Wednesday, May 29, 2013

UN Urges Japan to Correct Controversial Remarks on Sex Slaves

Hot Issues of the week/News/KBS World Radio
The United Nations has called on the Japanese government to stop its politicians from making controversial remarks about victims of Japan's wartime sexual slavery.

Recently, heavyweight Japanese politicians have made offensive remarks regarding the so-called “comfort women.” This has triggered criticism not only from neighboring countries but also within Japan.

The Committee on Economic, Social and Cultural Rights, a subsidiary body of the UN Economic and Social Council, issued an official opinion last Tuesday. It urged Tokyo to mobilize all means to prevent its politicians from making hate speeches about certain genders and races and comments dishonoring former sex slaves.

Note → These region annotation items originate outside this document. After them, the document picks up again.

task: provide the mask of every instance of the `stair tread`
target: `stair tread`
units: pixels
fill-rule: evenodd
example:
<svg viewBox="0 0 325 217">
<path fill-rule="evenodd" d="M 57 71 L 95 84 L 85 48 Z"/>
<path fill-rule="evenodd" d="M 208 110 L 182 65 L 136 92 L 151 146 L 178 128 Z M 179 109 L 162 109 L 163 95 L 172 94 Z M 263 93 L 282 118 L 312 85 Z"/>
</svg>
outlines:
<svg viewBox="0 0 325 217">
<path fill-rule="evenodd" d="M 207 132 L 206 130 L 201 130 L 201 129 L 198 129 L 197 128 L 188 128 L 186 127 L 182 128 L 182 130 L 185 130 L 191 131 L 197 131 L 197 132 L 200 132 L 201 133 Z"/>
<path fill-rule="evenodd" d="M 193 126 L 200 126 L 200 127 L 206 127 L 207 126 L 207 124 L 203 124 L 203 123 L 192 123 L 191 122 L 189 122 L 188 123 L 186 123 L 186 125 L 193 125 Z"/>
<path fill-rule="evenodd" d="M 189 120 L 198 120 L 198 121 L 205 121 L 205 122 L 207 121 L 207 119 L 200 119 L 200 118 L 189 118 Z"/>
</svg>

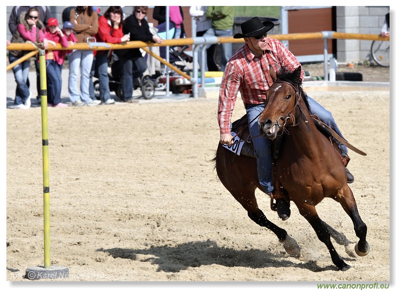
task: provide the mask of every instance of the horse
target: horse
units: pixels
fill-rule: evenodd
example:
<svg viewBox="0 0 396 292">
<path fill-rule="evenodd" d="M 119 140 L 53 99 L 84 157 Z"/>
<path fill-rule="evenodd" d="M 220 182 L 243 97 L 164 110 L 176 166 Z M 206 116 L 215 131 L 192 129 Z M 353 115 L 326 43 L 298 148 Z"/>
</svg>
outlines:
<svg viewBox="0 0 396 292">
<path fill-rule="evenodd" d="M 344 246 L 348 255 L 354 257 L 349 246 L 352 242 L 322 221 L 315 206 L 325 197 L 341 204 L 359 239 L 354 250 L 360 256 L 366 255 L 370 250 L 366 241 L 367 226 L 347 185 L 338 147 L 318 130 L 310 115 L 307 96 L 302 89 L 301 70 L 300 66 L 291 73 L 281 69 L 277 75 L 270 67 L 273 84 L 266 92 L 266 106 L 258 121 L 259 131 L 272 140 L 273 155 L 276 152 L 272 170 L 274 192 L 281 192 L 287 200 L 294 202 L 327 246 L 333 263 L 339 270 L 346 271 L 351 266 L 337 253 L 330 237 Z M 219 180 L 248 217 L 275 233 L 288 253 L 299 256 L 300 248 L 297 242 L 269 220 L 258 207 L 255 190 L 264 190 L 259 183 L 256 158 L 234 154 L 219 143 L 213 161 Z"/>
</svg>

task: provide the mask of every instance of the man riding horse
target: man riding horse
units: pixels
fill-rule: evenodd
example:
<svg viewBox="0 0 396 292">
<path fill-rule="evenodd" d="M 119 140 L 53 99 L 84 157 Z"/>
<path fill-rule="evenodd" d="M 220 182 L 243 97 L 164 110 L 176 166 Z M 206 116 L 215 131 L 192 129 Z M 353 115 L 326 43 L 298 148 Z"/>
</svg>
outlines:
<svg viewBox="0 0 396 292">
<path fill-rule="evenodd" d="M 252 140 L 260 184 L 266 194 L 270 195 L 273 193 L 278 215 L 286 220 L 290 216 L 289 204 L 281 192 L 276 191 L 279 190 L 274 190 L 271 180 L 271 142 L 260 135 L 257 120 L 265 106 L 266 91 L 273 83 L 270 76 L 269 66 L 276 71 L 285 67 L 293 71 L 301 64 L 279 41 L 267 37 L 267 33 L 274 26 L 271 21 L 262 22 L 257 17 L 241 24 L 242 33 L 236 34 L 234 38 L 243 38 L 245 45 L 233 54 L 226 66 L 219 95 L 217 115 L 220 142 L 230 145 L 233 143 L 230 129 L 231 117 L 240 92 L 246 109 L 250 135 L 254 137 Z M 304 74 L 301 70 L 301 80 L 303 80 Z M 331 113 L 311 97 L 308 97 L 308 99 L 312 113 L 318 116 L 344 138 Z M 352 183 L 353 176 L 346 168 L 349 160 L 347 149 L 342 144 L 340 147 L 347 182 Z"/>
</svg>

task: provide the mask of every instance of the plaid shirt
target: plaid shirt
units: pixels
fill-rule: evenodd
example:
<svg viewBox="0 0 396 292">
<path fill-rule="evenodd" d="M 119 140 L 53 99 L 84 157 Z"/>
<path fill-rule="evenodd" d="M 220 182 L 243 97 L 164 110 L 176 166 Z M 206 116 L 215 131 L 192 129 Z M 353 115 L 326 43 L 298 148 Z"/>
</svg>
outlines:
<svg viewBox="0 0 396 292">
<path fill-rule="evenodd" d="M 278 40 L 267 38 L 268 49 L 261 57 L 256 57 L 245 45 L 232 55 L 226 66 L 219 94 L 217 120 L 220 134 L 230 133 L 232 111 L 238 94 L 246 103 L 265 102 L 265 91 L 273 82 L 269 65 L 276 71 L 282 67 L 293 71 L 300 66 L 297 59 Z M 301 71 L 301 80 L 304 71 Z"/>
</svg>

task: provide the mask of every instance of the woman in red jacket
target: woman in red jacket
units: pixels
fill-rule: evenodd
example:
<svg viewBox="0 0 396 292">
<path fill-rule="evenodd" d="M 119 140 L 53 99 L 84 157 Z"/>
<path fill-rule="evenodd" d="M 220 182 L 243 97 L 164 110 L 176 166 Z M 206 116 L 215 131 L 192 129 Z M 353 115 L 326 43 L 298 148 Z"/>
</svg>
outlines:
<svg viewBox="0 0 396 292">
<path fill-rule="evenodd" d="M 53 46 L 57 43 L 62 47 L 68 47 L 69 43 L 63 32 L 59 28 L 56 18 L 48 20 L 48 30 L 44 38 Z M 64 62 L 64 54 L 59 50 L 46 51 L 46 68 L 48 86 L 48 106 L 54 107 L 66 107 L 67 104 L 61 102 L 62 89 L 62 67 Z"/>
<path fill-rule="evenodd" d="M 129 35 L 122 33 L 122 9 L 120 6 L 110 6 L 98 20 L 99 28 L 96 34 L 97 42 L 104 42 L 111 44 L 119 44 L 129 41 Z M 111 54 L 112 51 L 110 51 Z M 96 53 L 96 68 L 99 79 L 100 100 L 104 104 L 111 104 L 114 100 L 110 97 L 109 78 L 107 73 L 108 62 L 107 54 L 109 51 L 99 50 Z M 109 54 L 109 56 L 110 56 Z"/>
</svg>

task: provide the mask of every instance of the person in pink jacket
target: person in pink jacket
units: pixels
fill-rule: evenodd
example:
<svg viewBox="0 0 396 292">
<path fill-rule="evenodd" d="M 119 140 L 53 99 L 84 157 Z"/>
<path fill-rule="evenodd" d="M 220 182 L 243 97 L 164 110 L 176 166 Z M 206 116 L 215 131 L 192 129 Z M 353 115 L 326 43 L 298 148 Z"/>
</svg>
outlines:
<svg viewBox="0 0 396 292">
<path fill-rule="evenodd" d="M 124 23 L 122 8 L 120 6 L 110 6 L 103 16 L 98 20 L 99 28 L 95 37 L 97 42 L 119 44 L 129 41 L 129 35 L 124 35 L 122 32 Z M 107 73 L 108 67 L 107 50 L 99 50 L 96 52 L 96 70 L 99 79 L 99 96 L 102 103 L 111 104 L 114 100 L 110 97 L 109 77 Z"/>
<path fill-rule="evenodd" d="M 44 34 L 44 39 L 49 43 L 56 46 L 60 43 L 62 47 L 67 48 L 69 43 L 63 32 L 59 28 L 56 18 L 48 20 L 48 30 Z M 65 54 L 62 51 L 48 50 L 46 51 L 46 68 L 47 68 L 47 93 L 48 106 L 54 107 L 65 107 L 67 104 L 61 102 L 62 90 L 62 67 L 65 60 Z"/>
</svg>

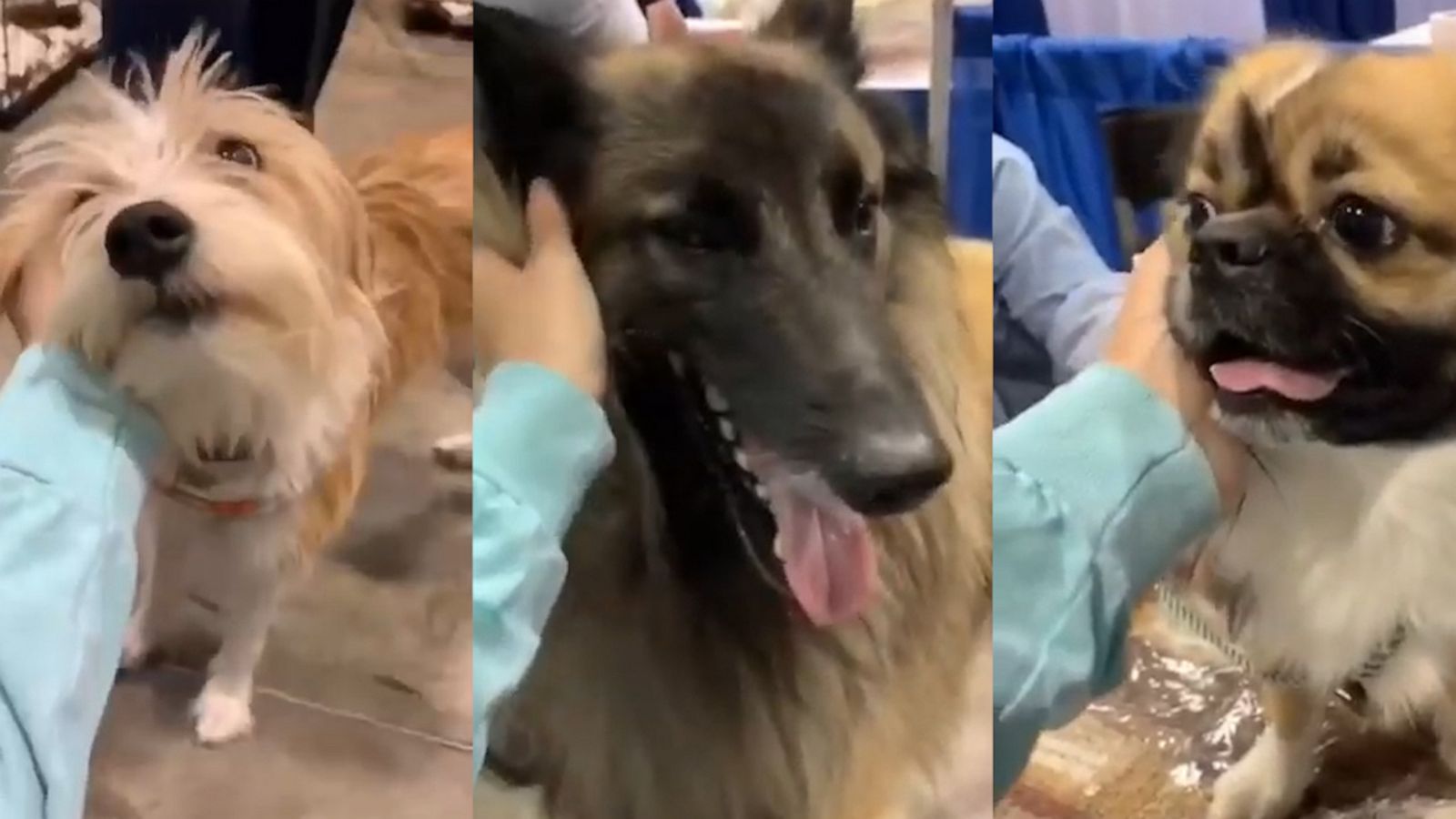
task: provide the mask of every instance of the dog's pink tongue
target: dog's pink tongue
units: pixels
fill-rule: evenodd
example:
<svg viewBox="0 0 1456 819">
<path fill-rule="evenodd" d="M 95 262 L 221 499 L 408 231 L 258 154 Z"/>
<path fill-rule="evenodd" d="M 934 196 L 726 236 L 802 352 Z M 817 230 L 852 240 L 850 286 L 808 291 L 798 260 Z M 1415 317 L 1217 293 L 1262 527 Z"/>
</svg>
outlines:
<svg viewBox="0 0 1456 819">
<path fill-rule="evenodd" d="M 1319 401 L 1340 385 L 1340 373 L 1306 373 L 1273 361 L 1239 358 L 1208 367 L 1213 382 L 1229 392 L 1268 389 L 1290 401 Z"/>
<path fill-rule="evenodd" d="M 791 481 L 770 482 L 769 493 L 783 573 L 804 614 L 821 627 L 865 614 L 879 587 L 865 519 Z"/>
</svg>

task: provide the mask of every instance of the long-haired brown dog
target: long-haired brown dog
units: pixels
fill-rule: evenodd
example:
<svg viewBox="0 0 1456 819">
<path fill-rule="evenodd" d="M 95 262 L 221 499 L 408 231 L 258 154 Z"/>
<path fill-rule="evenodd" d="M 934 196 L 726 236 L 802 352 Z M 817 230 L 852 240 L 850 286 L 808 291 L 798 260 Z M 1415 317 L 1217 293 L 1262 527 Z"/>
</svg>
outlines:
<svg viewBox="0 0 1456 819">
<path fill-rule="evenodd" d="M 478 236 L 563 192 L 619 458 L 569 538 L 492 783 L 571 819 L 884 819 L 965 723 L 990 600 L 990 383 L 938 187 L 856 93 L 850 0 L 578 64 L 479 12 Z M 984 261 L 984 255 L 967 254 Z M 965 284 L 970 287 L 970 284 Z M 976 316 L 989 321 L 989 316 Z"/>
<path fill-rule="evenodd" d="M 42 341 L 135 395 L 175 449 L 138 538 L 125 662 L 153 641 L 157 570 L 202 560 L 227 579 L 204 742 L 250 729 L 285 579 L 349 517 L 380 407 L 470 319 L 470 134 L 345 173 L 224 71 L 194 34 L 135 95 L 95 83 L 95 117 L 17 149 L 0 220 L 9 284 L 60 281 Z"/>
</svg>

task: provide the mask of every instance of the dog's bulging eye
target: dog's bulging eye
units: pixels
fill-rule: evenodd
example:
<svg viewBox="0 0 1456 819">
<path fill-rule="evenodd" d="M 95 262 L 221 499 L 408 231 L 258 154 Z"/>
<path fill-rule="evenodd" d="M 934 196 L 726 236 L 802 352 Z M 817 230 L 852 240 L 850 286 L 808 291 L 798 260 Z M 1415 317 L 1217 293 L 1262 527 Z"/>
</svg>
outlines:
<svg viewBox="0 0 1456 819">
<path fill-rule="evenodd" d="M 220 140 L 217 143 L 217 156 L 218 159 L 224 159 L 245 168 L 262 169 L 264 166 L 264 159 L 258 154 L 258 147 L 237 138 L 229 137 Z"/>
<path fill-rule="evenodd" d="M 1219 211 L 1208 201 L 1208 197 L 1188 194 L 1188 233 L 1197 233 L 1200 227 L 1217 214 Z"/>
<path fill-rule="evenodd" d="M 1357 254 L 1383 254 L 1405 240 L 1405 229 L 1385 208 L 1364 197 L 1344 197 L 1329 211 L 1329 226 Z"/>
</svg>

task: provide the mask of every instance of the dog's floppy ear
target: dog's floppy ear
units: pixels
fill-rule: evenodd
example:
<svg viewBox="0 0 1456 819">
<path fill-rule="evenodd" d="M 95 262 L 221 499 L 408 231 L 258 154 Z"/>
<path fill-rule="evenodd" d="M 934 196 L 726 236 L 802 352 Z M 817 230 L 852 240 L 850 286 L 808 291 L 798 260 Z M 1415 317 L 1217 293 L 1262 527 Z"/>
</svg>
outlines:
<svg viewBox="0 0 1456 819">
<path fill-rule="evenodd" d="M 476 131 L 485 156 L 520 192 L 550 179 L 568 200 L 596 141 L 596 101 L 579 50 L 520 15 L 475 10 Z"/>
<path fill-rule="evenodd" d="M 850 86 L 865 77 L 865 50 L 855 31 L 855 0 L 783 0 L 759 35 L 815 48 Z"/>
</svg>

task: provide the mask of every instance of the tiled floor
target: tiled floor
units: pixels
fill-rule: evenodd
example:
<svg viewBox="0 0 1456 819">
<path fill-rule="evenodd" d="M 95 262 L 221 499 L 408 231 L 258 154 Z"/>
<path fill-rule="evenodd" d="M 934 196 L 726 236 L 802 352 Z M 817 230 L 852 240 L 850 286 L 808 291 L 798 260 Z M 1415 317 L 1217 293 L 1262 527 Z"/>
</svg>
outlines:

The committee also called for educating Japanese people about the sex slave issue. It expressed concern that such remarks prevailing in Japan can adversely affect the rights of those women and provision of compensation for them.

The committee urged Japan to take all possible means to stop those remarks from being made.

The committee regularly unveils views on the implementation of the International Covenant on Economic, Social and Cultural Rights by its State parties.

Its latest opinion was announced after considering views by both the Japanese government and civic groups.

Opinions issued by the committee are not legally binding, but state parties to the covenant have the responsibility to sincerely accept the committee’s views.

In its deliberation of this matter concerning Japan, the UN committee also took issue with a Japanese rock band that wrote a song with disparaging lyrics about the former sex slaves. In the song, the women are called prostitutes, and there are even lyrics about beheading Koreans.

The deliberation took place before the recent string of disputed remarks by Japanese politicians came to surface.

Prime Minister Shinzo Abe has justified Tokyo's foreign invasions and defended paying respects at the Yasukuni Shrine, which honors Japan’s war dead.

Mayor of Osaka, Toru Hashimoto, has said military brothels were necessary and other countries used them also.

Shingo Nishimura, a lawmaker of the Japan Restoration Party whose chief is Hashimoto, also claimed that Japan is currently swarmed with Korean prostitutes. He was expelled from the party after making this remark.

Criticism against this wave of controversial remarks is growing on the world stage and also within Japan.

Japan's Asahi Shimbun daily said the UN committee is apparently deeply concerned about Japanese society’s lack of understanding toward the issue of wartime sexual slavery.